While there are four possible outcomes, any given patient only has two possible test results, positive or negative. And the assessment of that result depends on whether they have the disease or not. So patients with the disease can only have a true positive or a false negative, and patients without the disease can only have a false positive or a true negative.

Since it's not possible for a patient with the disease to have a false positive, we get to ignore them in calculating a false positive rate. So a false positive rate would be the number of false positives out of the total number of possible false positives (or the percentage of patients without the disease who test positive). With an ideal data set in which you knew both the test result and true infection status of each patient, you could calculate it like this: $$ FPR = \frac {False\ Positives}{False\ Positives + True\ Negatives}$$ The thing is, we don't usually use this in evaluating clinical diagnostics, but rather it's complementary value, which is called "specificity" (for some reason), and is essentially true negative rate.

$$ Specificity = \frac {True\ Negatives}{False\ Positives + True\ Negatives}$$

But note that neither of these values can give you the number of false positives in your example without more information.
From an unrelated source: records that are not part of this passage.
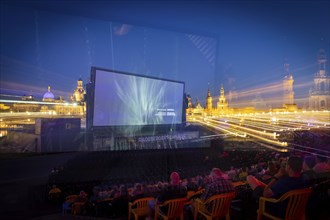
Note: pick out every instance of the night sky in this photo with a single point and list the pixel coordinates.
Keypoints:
(239, 44)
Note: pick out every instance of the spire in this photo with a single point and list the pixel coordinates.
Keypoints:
(322, 61)
(286, 67)
(208, 90)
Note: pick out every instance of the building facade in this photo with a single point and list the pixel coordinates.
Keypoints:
(319, 96)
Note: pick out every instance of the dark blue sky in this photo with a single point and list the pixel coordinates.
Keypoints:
(240, 44)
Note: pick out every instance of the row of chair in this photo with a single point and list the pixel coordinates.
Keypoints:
(218, 206)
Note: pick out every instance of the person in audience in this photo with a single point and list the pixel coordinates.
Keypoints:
(243, 174)
(286, 179)
(54, 194)
(232, 173)
(54, 190)
(172, 191)
(137, 192)
(321, 166)
(217, 185)
(308, 173)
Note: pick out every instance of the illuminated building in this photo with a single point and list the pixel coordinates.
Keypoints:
(48, 96)
(208, 108)
(49, 104)
(190, 106)
(319, 97)
(288, 94)
(222, 105)
(79, 93)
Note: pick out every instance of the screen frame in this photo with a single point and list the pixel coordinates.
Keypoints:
(91, 101)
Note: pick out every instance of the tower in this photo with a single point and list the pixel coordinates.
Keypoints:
(208, 102)
(222, 104)
(189, 106)
(79, 92)
(319, 97)
(288, 94)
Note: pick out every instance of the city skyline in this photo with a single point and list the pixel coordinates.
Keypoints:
(240, 45)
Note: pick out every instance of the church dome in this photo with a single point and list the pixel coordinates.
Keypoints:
(48, 95)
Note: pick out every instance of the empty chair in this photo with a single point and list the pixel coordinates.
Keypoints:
(215, 207)
(67, 205)
(139, 208)
(174, 209)
(295, 208)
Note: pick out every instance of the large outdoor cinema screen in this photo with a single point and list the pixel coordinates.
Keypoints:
(124, 99)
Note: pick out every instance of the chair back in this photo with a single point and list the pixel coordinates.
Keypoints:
(218, 205)
(174, 208)
(297, 200)
(139, 207)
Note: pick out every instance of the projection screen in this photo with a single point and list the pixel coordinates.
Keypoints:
(124, 99)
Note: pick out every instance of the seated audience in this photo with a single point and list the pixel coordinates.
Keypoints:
(217, 184)
(321, 166)
(308, 173)
(172, 191)
(286, 179)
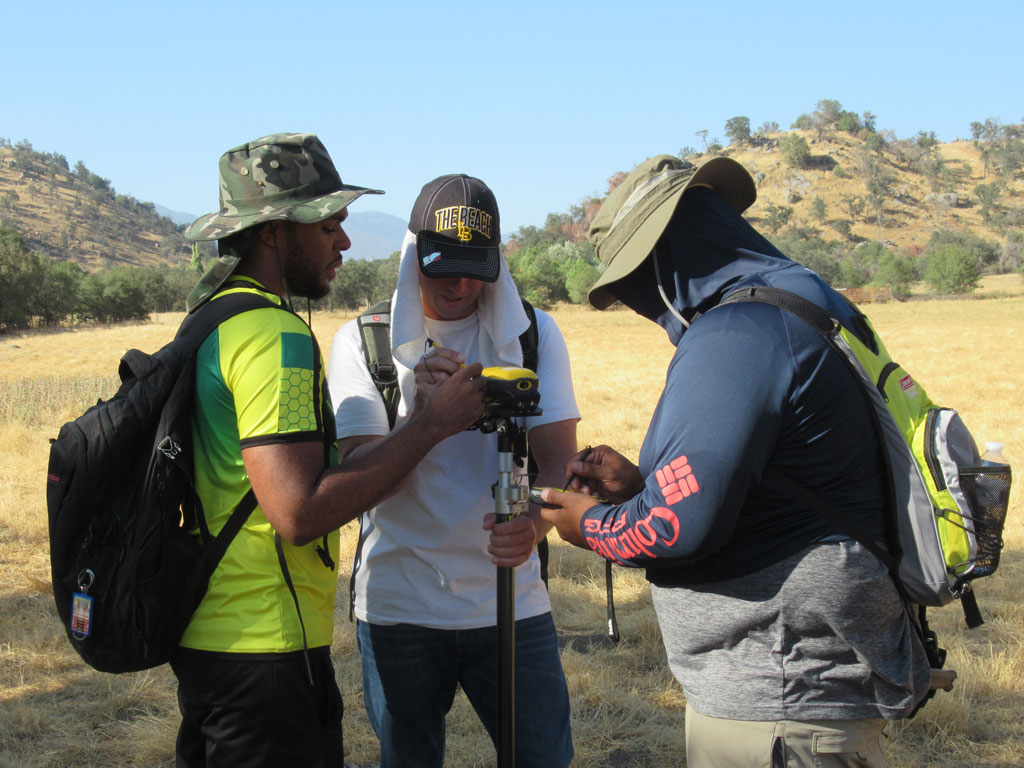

If you assumed that all 100,000 people tested did not have the disease, then you'd expect 1000 false positives (given your 1% false positive rate). But it gets more complicated when you have a non-zero rate of infection in the tested population. The greater the underlying infection rate, the fewer false positives you expect to see (and vice versa, with a lower infection rate, you expect a greater proportion of positives to be false, which I think is pointed out in the article you linked). Basically, it's really hard to determine something like a false positive rate on the fly and even harder to estimate it's impact in the real word, especially when the test you're trying to evaluate is also the best means you have for determining true infection.

Another consideration is that, for a well designed PCR diagnostic test (most COVID tests are), the majority of false positive results will come from technical errors (i.e. cross contamination, mislabeled specimens, etc.), rather than randomly from the test itself. And the rates of those kinds of errors can vary with the underlying rate of infection, the number of tests being processed by a given lab, the level of training those lab workers have, the number of hours they're putting in (tired people make more mistakes), and probably other factors I'm not considering.